Minnesota's gun debate reached its highest stage yet Wednesday night at the State Capitol, where young students and mothers who vaulted the issue atop state Democrats' agenda shared a packed room with activists who vigorously oppose any new gun restrictions.
Minnesota gun debate in spotlight as two bills draw hours of emotional testimony
A House committee is expected to advance bills that face murkier prospects in state Senate.
Two gun control measures key to the new Democratic House majority's legislative platform moved closer to passage in the House after hours of impassioned testimony at a committee hearing.
"This is about human lives," said Bob Mokos, a Burnsville resident and gun owner whose sister was shot to death in the 1980s. "I, for one, am weary about the children in this country being the price we pay for the Second Amendment."
The two measures up for debate would broaden criminal background checks to include gun sales between private individuals and add a law allowing relatives or law enforcement to petition a judge to take away firearms from those deemed a danger to themselves or others.
In a late-night vote, the House Public Safety and Criminal Justice Reform Finance and Policy Committee moved the background check bill along party lines in a 9-7 vote and was poised to advance the "red flag" bill when the committee reconvenes Thursday.
Several hundred people mobbed the entrance of the conference room before Wednesday's ticketed hearing and also filled a nearby overflow room. Speaking in favor of the bills were law enforcement leaders like Corrections Commissioner Paul Schnell and Hennepin County Attorney Mike Freeman. Health Commissioner Jan Malcolm, local students and those whose loved ones were slain by gunfire also spoke out.
Sa'Lesha Beeks, whose mother was killed in front of her granddaughter by a stray bullet in north Minneapolis in 2016, tearfully described how her mother's shooter, a young gang member, had been previously arrested in possession of an illegal firearm. "She was killed by somebody that she would have helped," Beeks said. "Minnesota failed my mother, but you have the ability to protect Minnesotans from this day on."

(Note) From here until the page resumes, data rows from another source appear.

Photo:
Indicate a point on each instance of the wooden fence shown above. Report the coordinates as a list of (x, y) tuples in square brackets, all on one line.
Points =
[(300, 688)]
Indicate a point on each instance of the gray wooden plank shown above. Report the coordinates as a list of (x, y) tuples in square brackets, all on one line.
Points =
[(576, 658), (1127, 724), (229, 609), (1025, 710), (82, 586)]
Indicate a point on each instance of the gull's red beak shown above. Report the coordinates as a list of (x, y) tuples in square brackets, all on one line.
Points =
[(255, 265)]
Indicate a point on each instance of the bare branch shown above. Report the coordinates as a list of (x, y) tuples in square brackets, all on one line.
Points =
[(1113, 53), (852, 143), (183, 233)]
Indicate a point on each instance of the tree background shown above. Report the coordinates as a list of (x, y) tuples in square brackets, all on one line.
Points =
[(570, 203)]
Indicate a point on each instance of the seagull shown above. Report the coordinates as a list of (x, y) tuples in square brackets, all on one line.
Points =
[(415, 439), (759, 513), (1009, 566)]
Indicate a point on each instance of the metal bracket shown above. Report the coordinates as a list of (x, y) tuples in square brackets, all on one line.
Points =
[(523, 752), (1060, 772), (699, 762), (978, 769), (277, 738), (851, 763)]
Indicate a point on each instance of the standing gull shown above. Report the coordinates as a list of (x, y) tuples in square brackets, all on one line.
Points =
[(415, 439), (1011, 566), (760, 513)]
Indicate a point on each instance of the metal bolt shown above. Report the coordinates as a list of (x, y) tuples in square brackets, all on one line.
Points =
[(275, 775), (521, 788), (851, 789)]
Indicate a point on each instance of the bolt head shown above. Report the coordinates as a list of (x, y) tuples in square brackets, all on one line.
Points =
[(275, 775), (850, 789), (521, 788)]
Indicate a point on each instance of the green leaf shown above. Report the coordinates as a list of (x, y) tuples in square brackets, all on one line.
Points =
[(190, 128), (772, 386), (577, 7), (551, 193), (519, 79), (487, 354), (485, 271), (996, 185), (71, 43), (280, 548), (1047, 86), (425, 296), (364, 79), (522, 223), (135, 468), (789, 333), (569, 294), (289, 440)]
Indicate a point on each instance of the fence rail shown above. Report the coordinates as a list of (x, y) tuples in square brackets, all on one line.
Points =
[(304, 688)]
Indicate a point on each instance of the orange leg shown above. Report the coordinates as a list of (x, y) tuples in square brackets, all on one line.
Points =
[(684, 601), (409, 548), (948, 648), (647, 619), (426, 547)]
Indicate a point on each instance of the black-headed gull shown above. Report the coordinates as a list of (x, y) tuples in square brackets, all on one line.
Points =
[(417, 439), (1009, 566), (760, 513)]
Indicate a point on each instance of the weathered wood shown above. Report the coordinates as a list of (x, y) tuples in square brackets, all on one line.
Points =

Those on both sides of the issue kept a polite tone Wednesday, agreeing that gun violence reduction is a worthy cause but vastly differing over whether the new laws were the answer. Rep. Jim Nash, R-Waconia, said the measures would overburden law-abiding gun owners while failing to address "the true nature of gun crime."
"A background check isn't going to slow somebody down who is intent on committing a crime," Nash said. "They're not going to follow the letter of the law because they are already choosing to break the law."
State lawmakers backing the bills have credited young activists who have rallied for new laws since the February 2018 Parkland, Fla., high school shooting and cite the issue as a leading factor in Democrats regaining control in the state House after flipping multiple suburban seats. Minnesota's debate over new gun laws mirrors an ongoing national discussion, and Wednesday's hearing came just hours after the U.S. House, also in Democratic control, passed its first major gun control bill in nearly 25 years.
But the power dynamic in both Congress and the Minnesota Legislature still poses the greatest challenge to new gun laws becoming reality.
Senate Majority Leader Paul Gazelka, R-Nisswa, has remained steadfast in his opposition to the legislation and in his commitment to gun rights advocates that he would stand in the way of the measures. Speaking at a rally Saturday, Gazelka said universal background checks "ain't gonna happen" and the "crazy 'red flag' laws" would not pick up steam in the Senate.
Yet House Majority Leader Ryan Winkler, D-Golden Valley, insisted that the bills would have the votes in the Senate if Gazelka brought the measures to a floor vote.
"The question is whether they have the courage to have the Senate actually vote on them," Winkler said.
The bill's foes described them as too broad and lacking due process. Rep. Marion O'Neill, R-Maple Lake , suggested the state's existing laws — like 72-hour holds in mental health crises and domestic violence statutes — are enough to curb gun deaths.
"If someone is truly a danger to themselves or others then they should be removed from all of the things in the home that they may hurt themselves with or hurt someone else with," O'Neill said. "It's more than just the firearms; it could be the knives, it could be the rope."
But Rep. Ruth Richardson, D-Mendota Heights, the "red flag" law's chief sponsor, said it would be a needed tool in a state facing a mental health crisis with shortages in personnel and bed space for emergency holds.
Initial plans called for Wednesday's hearing to be held at an Edina middle school before that school, and later Hopkins High School, were flooded with calls from gun rights activists outraged over the choice of setting and their inability to openly carry firearms at the locations. House Speaker Melissa Hortman, D-Brooklyn Park, said the original setting was intended recognize the student activists who fueled the movement behind the latest push to change the state's gun laws.
"This is really their legislation; this is really their political moment that they created," Hortman said.